Fitz: And the way forward was?
AW: I was the director of the Alcohol and Drug Service at St Vincent’s, in the middle of this epicentre, and a colleague and I called a meeting of concerned people. It very quickly became apparent that the most important thing we had to do was to exchange used needles and syringes for clean ones. I wrote many submissions to the NSW government for no result, then I finally realised in November 1986, I was never going to be given official permission.
Fitz: And then?
AW: My colleagues and I agreed that we had no choice but to resort to what amounted to civil disobedience. A colleague went out, bought 1000 needles and syringes, and we started the exchange in Victoria Street, Darlinghurst. The Department of Health called me in and ordered me to stop. And I said to them that if I was going to get into trouble, I would go on television to explain why I was doing this – and I was certain that the community would back me and wouldn’t support the Department of Health. Police interviewed me, and at the end of the meeting, the lead detective said they had decided they would not press charges.
Fitz: A decade later, against similar resistance, you started the supervised injecting room.
AW: That was in the late ’90s and the pastor of the Wayside Chapel, Reverend Ray Richmond, came to see me and described his own experience of the appalling epidemic of drug overdose deaths, particularly concentrated in the area around Kings Cross. The answer was obviously a medically supervised injecting centre as recommended by the 1997 Wood Royal Commission into Police Corruption. Again, there was heavy resistance, and again, I and some friends and colleagues agreed we had to resort to civil disobedience, and so we started operating a primitive medically supervised injecting centre in the basement of the Wayside Chapel – which got it back onto the political agenda. It ended up with a conscience vote at the 1999 NSW Drug Summit, and the motion was carried. That centre operated by the Uniting Church has been open for just over 20 years and there hasn’t been a single death from drug overdose in the facility, and the number of deaths and the number of ambulance call-outs for fatal and non-fatal drug overdoses in the area has substantially subsided.
Fitz: In the course of putting forward these two counterintuitive proposals – giving out clean needles and supervising injections to lawbreakers – you must have been vilified on talkback, by letters to the editor and in personal confrontations?
AW: Yes, but that’s changed over time. Often, now, people are very generous to me.
Fitz: These days you are still taking a little heat because of your advocacy of vaping.
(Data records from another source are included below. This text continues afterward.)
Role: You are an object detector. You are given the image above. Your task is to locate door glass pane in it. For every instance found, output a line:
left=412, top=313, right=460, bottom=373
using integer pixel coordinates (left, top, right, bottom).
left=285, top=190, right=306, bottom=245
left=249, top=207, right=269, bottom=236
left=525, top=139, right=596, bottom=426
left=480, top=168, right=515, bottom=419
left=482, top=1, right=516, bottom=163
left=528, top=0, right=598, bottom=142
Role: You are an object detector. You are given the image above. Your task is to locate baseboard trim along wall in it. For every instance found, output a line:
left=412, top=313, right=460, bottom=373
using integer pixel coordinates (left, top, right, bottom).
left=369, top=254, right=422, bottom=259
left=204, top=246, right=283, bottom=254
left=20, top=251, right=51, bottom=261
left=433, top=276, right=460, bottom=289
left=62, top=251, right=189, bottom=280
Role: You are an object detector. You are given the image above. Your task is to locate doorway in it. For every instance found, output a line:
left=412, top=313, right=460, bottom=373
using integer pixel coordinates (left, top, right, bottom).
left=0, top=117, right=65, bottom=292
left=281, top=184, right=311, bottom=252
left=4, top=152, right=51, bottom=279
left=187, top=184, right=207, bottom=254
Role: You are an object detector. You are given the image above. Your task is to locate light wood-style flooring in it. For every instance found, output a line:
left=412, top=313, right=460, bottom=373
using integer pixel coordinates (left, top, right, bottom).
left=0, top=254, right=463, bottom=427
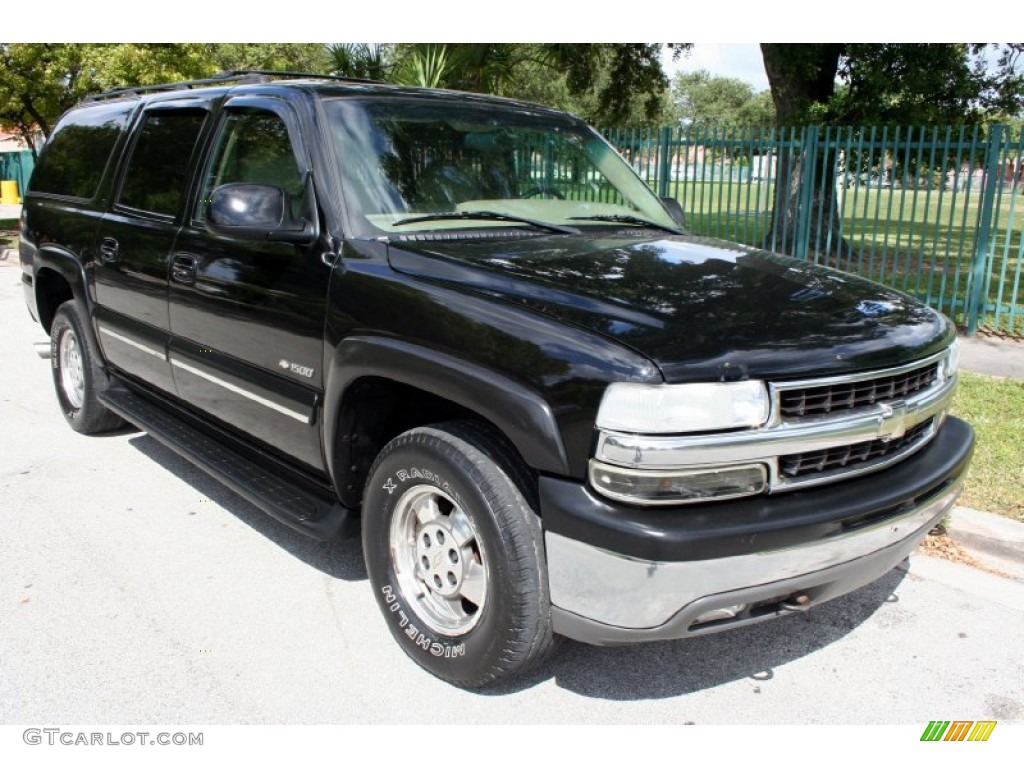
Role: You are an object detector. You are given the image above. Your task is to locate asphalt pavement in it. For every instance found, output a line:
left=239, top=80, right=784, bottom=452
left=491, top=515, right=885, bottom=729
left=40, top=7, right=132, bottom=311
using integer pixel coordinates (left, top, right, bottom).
left=0, top=249, right=1024, bottom=728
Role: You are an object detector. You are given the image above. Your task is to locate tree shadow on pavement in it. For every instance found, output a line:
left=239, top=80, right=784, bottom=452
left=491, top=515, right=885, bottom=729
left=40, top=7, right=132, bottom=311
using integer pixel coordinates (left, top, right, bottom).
left=128, top=433, right=367, bottom=582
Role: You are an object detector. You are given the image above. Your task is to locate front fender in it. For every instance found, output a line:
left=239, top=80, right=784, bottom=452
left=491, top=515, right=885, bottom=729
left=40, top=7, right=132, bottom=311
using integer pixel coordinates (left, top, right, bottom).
left=324, top=336, right=569, bottom=475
AW: It’s all about harm reduction. Two-thirds of long-term smokers will die from smoking-related conditions, and each person who dies loses an average of 10 years of their lives. Smoking is the most important cause of preventable death and disease in Australia and worldwide. The 21,000 deaths from smoking in Australia every year are more than the combined deaths from alcohol, prescription and illicit drugs, road crashes, HIV and suicide. And along comes this invention by a Chinese pharmacist in 2003 that says right here, you can have all the nicotine you crave without the tar and carbon monoxide and other highly dangerous toxins. And though it is not without harm, it minimises over time the cancer, heart and lung deaths from smoking.
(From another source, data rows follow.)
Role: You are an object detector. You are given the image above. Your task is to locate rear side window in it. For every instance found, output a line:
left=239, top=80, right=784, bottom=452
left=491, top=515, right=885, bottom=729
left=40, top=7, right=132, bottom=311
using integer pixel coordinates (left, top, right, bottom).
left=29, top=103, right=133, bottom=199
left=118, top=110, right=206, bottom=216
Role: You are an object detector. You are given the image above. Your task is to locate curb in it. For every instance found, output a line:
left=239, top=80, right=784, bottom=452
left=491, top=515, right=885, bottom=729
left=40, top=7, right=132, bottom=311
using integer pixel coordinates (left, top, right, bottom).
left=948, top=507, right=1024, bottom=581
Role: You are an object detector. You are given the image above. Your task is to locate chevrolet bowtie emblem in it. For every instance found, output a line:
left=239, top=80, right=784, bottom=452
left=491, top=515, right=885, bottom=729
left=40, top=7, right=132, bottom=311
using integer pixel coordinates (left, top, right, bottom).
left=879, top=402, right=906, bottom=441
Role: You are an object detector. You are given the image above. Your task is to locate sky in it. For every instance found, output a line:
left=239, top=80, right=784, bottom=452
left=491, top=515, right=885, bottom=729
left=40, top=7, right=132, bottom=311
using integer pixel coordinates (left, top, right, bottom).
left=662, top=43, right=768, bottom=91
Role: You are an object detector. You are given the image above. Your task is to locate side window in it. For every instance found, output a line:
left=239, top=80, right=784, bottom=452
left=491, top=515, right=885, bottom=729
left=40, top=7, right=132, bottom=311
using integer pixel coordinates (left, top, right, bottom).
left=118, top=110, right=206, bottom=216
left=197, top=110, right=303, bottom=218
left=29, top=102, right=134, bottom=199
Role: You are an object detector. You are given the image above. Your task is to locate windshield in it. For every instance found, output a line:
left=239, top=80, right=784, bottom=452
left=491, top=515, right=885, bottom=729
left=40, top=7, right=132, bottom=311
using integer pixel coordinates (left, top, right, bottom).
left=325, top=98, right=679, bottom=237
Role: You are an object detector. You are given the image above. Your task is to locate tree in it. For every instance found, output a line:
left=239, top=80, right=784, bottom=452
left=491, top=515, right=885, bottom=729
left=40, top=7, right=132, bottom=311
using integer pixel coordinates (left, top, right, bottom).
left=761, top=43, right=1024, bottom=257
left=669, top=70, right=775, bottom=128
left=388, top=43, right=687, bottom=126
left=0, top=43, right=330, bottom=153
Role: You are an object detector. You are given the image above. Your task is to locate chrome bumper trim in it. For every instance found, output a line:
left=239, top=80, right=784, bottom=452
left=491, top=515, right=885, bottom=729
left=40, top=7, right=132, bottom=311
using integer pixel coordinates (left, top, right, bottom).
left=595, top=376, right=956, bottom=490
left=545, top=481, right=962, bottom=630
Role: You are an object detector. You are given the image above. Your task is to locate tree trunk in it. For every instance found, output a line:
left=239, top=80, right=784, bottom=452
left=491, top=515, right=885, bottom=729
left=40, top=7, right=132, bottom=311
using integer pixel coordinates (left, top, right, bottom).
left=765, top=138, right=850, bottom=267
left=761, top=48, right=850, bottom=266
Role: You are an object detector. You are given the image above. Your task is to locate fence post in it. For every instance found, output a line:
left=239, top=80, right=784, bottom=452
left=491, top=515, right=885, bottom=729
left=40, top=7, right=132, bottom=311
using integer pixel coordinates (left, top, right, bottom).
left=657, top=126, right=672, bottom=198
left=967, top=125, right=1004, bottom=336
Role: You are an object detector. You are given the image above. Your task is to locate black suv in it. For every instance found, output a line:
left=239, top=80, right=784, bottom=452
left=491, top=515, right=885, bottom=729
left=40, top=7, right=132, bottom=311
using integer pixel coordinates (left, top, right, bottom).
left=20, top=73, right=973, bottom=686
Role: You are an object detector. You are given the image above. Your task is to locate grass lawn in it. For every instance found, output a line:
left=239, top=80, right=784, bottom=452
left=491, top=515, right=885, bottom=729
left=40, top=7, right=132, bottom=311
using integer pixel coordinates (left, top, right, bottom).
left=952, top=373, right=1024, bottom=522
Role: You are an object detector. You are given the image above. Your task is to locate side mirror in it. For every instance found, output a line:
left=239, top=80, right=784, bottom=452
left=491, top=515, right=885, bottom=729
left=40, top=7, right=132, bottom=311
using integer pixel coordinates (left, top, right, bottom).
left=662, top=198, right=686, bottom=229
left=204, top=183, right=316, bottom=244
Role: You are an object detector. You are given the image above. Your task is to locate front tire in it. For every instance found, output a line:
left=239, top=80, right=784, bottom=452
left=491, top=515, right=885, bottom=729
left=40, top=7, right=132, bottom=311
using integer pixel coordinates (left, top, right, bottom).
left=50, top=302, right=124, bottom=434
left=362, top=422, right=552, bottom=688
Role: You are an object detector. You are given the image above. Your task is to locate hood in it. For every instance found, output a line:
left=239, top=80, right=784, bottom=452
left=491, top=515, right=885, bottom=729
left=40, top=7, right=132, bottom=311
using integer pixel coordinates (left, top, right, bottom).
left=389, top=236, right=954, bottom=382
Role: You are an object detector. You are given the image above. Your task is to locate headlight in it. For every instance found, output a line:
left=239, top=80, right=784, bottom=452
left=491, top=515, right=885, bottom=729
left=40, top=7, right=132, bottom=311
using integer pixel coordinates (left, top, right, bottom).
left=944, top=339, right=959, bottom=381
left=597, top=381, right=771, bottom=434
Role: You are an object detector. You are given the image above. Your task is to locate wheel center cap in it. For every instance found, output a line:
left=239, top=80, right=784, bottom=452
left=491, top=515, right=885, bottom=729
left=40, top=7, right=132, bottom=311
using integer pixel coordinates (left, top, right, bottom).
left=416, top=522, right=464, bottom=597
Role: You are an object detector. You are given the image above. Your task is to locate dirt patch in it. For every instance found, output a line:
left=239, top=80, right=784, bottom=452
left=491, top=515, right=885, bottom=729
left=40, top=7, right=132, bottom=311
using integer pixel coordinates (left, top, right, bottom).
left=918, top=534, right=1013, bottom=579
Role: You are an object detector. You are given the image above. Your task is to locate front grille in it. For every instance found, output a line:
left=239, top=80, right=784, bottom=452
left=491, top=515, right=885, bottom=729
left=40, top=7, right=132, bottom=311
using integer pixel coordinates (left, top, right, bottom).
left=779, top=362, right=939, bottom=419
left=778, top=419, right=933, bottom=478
Fitz: Which brings us to your long-time campaign to end the War on Drugs because it simply can’t be won. You had a great breakthrough this week, with US President Joe Biden himself issuing a pardon for those who, in the federal domain, have ever been convicted of possessing cannabis.
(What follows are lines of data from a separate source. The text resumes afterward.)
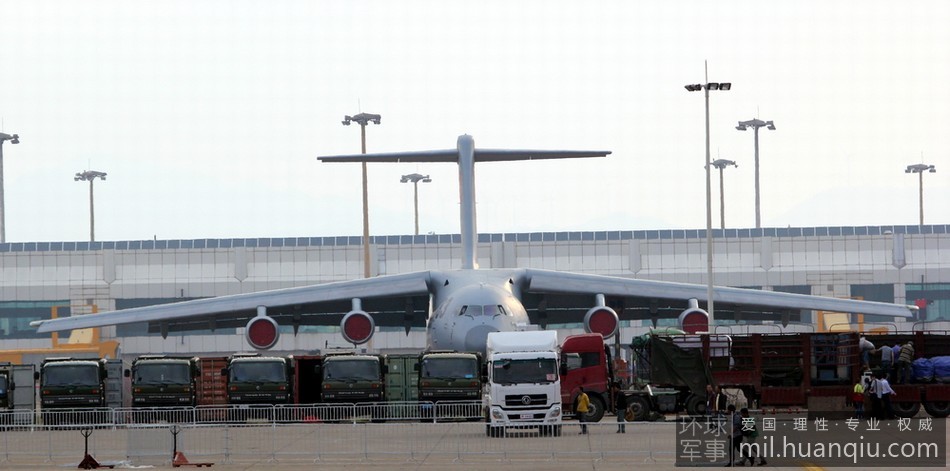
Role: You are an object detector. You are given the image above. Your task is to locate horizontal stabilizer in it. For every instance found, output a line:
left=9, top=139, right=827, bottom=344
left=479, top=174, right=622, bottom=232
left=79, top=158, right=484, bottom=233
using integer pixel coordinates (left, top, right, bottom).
left=317, top=149, right=610, bottom=163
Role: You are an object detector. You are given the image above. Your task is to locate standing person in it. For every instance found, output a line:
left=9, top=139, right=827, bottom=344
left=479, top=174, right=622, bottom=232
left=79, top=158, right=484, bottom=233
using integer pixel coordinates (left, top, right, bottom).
left=896, top=340, right=914, bottom=384
left=851, top=379, right=864, bottom=419
left=726, top=404, right=742, bottom=466
left=739, top=406, right=768, bottom=466
left=858, top=335, right=874, bottom=368
left=875, top=378, right=897, bottom=419
left=867, top=372, right=884, bottom=417
left=880, top=343, right=896, bottom=381
left=610, top=383, right=627, bottom=433
left=574, top=386, right=590, bottom=434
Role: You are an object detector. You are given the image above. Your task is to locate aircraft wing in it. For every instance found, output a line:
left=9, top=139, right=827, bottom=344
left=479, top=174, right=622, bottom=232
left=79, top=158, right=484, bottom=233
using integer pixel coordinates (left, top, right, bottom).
left=32, top=272, right=429, bottom=333
left=524, top=269, right=917, bottom=322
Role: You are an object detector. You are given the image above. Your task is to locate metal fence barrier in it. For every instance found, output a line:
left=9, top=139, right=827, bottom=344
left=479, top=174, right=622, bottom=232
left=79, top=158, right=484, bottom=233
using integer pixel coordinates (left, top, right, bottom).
left=0, top=401, right=482, bottom=428
left=0, top=420, right=676, bottom=467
AW: It’s very, very significant. Joe Biden, in the Senate for over 40 years, wrote more War on Drugs legislation than anyone else. He was a drug war warrior. So for him to be saying this is an acknowledgment that prohibition of drugs doesn’t work; he’s started a process which is irreversible. And for him to be saying this just before the midterm congressional elections also means he realises the politics of this is powerful – the people agree with him – and that will follow in Australia.
Fitz: If I, however, may take on the persona of a rambunctious late-night talkback caller ... How dare Wodak be soft on drugs? He’s leading our kids to soft drugs and then they’ll get to harder drugs!
AW: Well, that argument has been made for over half a century and now people realise it’s fallacious. We’ve been searching for evidence for that for 40 years, and it’s clearly not true. These are standard arguments that transcend from one area of harm-reduction controversy to the next. So “just think of the children” is the other thing that people like me always have to face and ...
Fitz: ... And won’t you just think of the children, you bastard?! Seriously, what’s your answer?
AW: The answer is that we are much better off protecting young people if the government actually controls and regulates the whole drugs market.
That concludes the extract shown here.